# Building car price prediction model

## About project
[CarDekho](https://www.cardekho.com/) is India's leading car search venture that helps users buy cars. Its website and app carry rich automotive content such as expert reviews, detailed specs and prices, comparisons as well as videos and pictures of all car brands and models available in India. The company has tie-ups with many auto manufacturers, more than 4000 car dealers and numerous financial institutions to facilitate the purchase of vehicles.

In this project, we'll use [Vehicle dataset](https://www.kaggle.com/nehalbirla/vehicle-dataset-from-cardekho?select=Car+details+v3.csv), which contains information about used cars from CarDekho website, to build car price prediction model.

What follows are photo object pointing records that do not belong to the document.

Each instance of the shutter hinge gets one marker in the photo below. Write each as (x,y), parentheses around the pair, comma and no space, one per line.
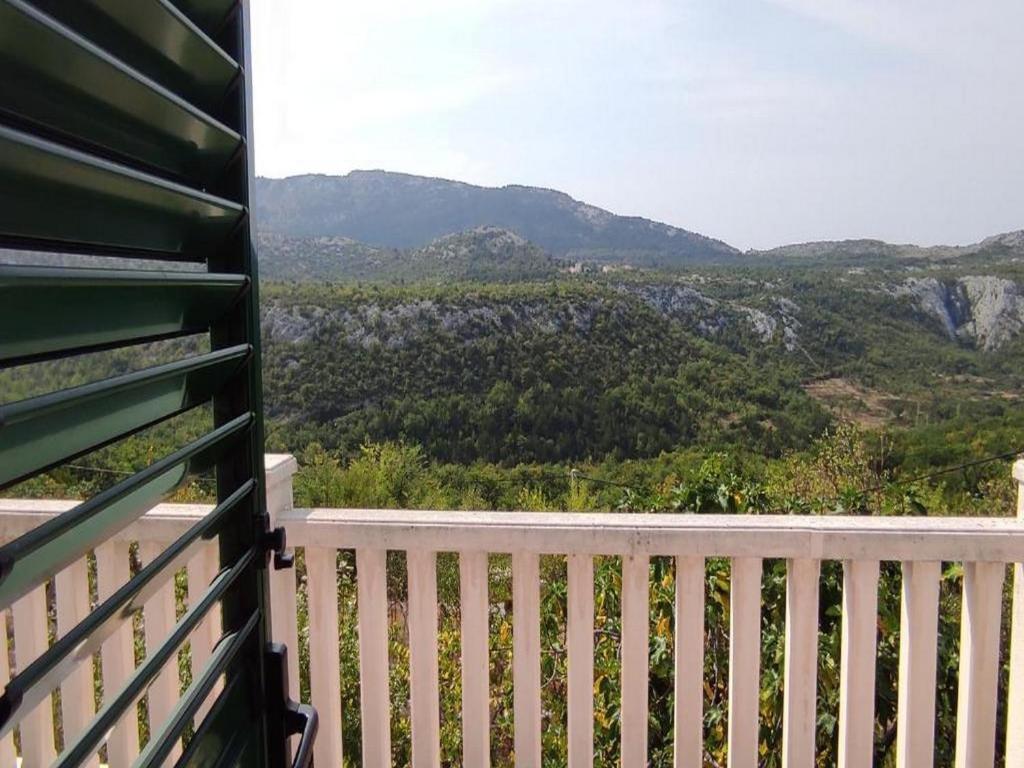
(275,541)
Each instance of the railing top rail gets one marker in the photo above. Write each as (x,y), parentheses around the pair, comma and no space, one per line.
(835,538)
(960,539)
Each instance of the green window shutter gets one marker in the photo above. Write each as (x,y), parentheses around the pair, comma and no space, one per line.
(125,131)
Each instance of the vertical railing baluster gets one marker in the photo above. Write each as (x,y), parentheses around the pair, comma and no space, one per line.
(800,691)
(118,652)
(918,646)
(77,700)
(7,756)
(159,617)
(636,623)
(526,658)
(325,662)
(475,665)
(580,642)
(202,569)
(856,701)
(979,664)
(1015,698)
(689,663)
(375,701)
(31,640)
(424,698)
(744,662)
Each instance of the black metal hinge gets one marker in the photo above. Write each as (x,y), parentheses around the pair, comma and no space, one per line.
(275,542)
(285,717)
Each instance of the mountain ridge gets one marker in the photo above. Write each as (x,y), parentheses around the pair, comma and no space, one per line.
(395,210)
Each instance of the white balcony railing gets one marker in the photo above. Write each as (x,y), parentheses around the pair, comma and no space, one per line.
(984,546)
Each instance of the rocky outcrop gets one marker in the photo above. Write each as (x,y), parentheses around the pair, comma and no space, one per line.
(984,310)
(996,309)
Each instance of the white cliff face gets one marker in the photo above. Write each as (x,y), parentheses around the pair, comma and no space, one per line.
(982,309)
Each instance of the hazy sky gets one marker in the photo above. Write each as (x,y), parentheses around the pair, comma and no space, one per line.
(757,122)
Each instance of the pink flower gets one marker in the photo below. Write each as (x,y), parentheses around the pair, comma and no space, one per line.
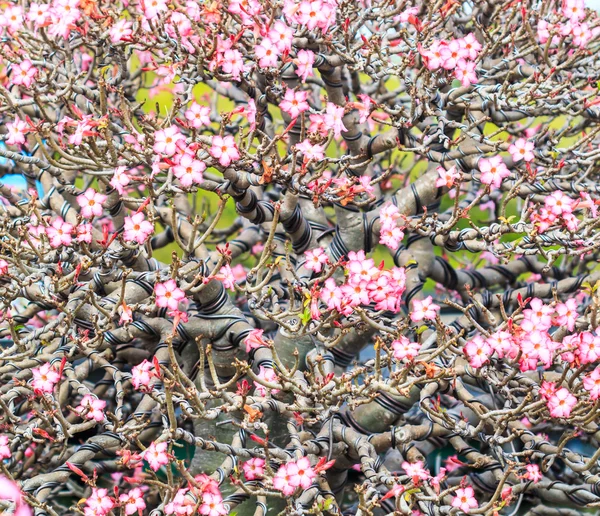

This model can later be used by:
* CarDekho for suggesting the price for used car, when user posts it on sale;
* user for evaluating if price of car is fair/profitable.

In [8]:
# import necessary libraries
import numpy as np
import pandas as pd
import matplotlib.pyplot as plt
import seaborn as sns

# Importing the dataset

We'll start by taking a look at first rows and shape of dataset.

In [9]:
# read in the data
raw_data = pd.read_csv('Car details v3.csv')

raw_data.head()

Unnamed: 0,name,year,selling_price,km_driven,fuel,seller_type,transmission,owner,mileage,engine,max_power,torque,seats
0,Maruti Swift Dzire VDI,2014,450000,145500,Diesel,Individual,Manual,First Owner,23.4 kmpl,1248 CC,74 bhp,190Nm@ 2000rpm,5.0
1,Skoda Rapid 1.5 TDI Ambition,2014,370000,120000,Diesel,Individual,Manual,Second Owner,21.14 kmpl,1498 CC,103.52 bhp,250Nm@ 1500-2500rpm,5.0
2,Honda City 2017-2020 EXi,2006,158000,140000,Petrol,Individual,Manual,Third Owner,17.7 kmpl,1497 CC,78 bhp,"12.7@ 2,700(kgm@ rpm)",5.0
3,Hyundai i20 Sportz Diesel,2010,225000,127000,Diesel,Individual,Manual,First Owner,23.0 kmpl,1396 CC,90 bhp,22.4 kgm at 1750-2750rpm,5.0
4,Maruti Swift VXI BSIII,2007,130000,120000,Petrol,Individual,Manual,First Owner,16.1 kmpl,1298 CC,88.2 bhp,"11.5@ 4,500(kgm@ rpm)",5.0


In [10]:
# check the shape of dataset
raw_data.shape

(8128, 13)

# Dictionary

* kmpl - Kilometers Per Litre is a term use to express the fuel efficiency of a vehicle. Fuel efficiency is defined as the ratio of distance travelled per unit of fuel consumed.
* СС - The term “cc” stands for Cubic Centimeters or simply cm³ which is a metric unit to measure the Engine's Capacity or its volume. Usually increase power of car.
* bhp - Traditionally ‘brake horsepower’ (bhp) has been used as the definitive measurement of engine power. It’s distinct from horsepower because it takes into account power loss due to friction – it’s measured by running an engine up to full revs, then letting it naturally slow down to a dead stop.
* nm at rpm - Torque is rotational force, and since an engine relies on a rotating crank to do its work, torque is the force the engine is able to generate. Modern engines generate different levels of torque at different engine speeds (RPMs, or revolutions per minute that the engine is turning through). It’s expressed in Newton-Metres (Nm), and this is what you actually feel when you’re pushed back into your seat on acceleration. A car brochure will indicate the maximum torque the engine is able to generate, and the specific RPM at which it is generated. For instance, the Maruti Dzire generates 113Nm at 4200RPM (petrol) and 190Nm at 2000RPM (diesel). This means the petrol engine produces less torque at a much higher engine speed than the diesel motor, which produces more at a quite low engine speed. The bottomline: Look for a good torque (over 110Nm) with a low RPM (4,000 or so).
* 1 kgm = 9.80665 Nm
* 1 km/kg = 1.4 kmpl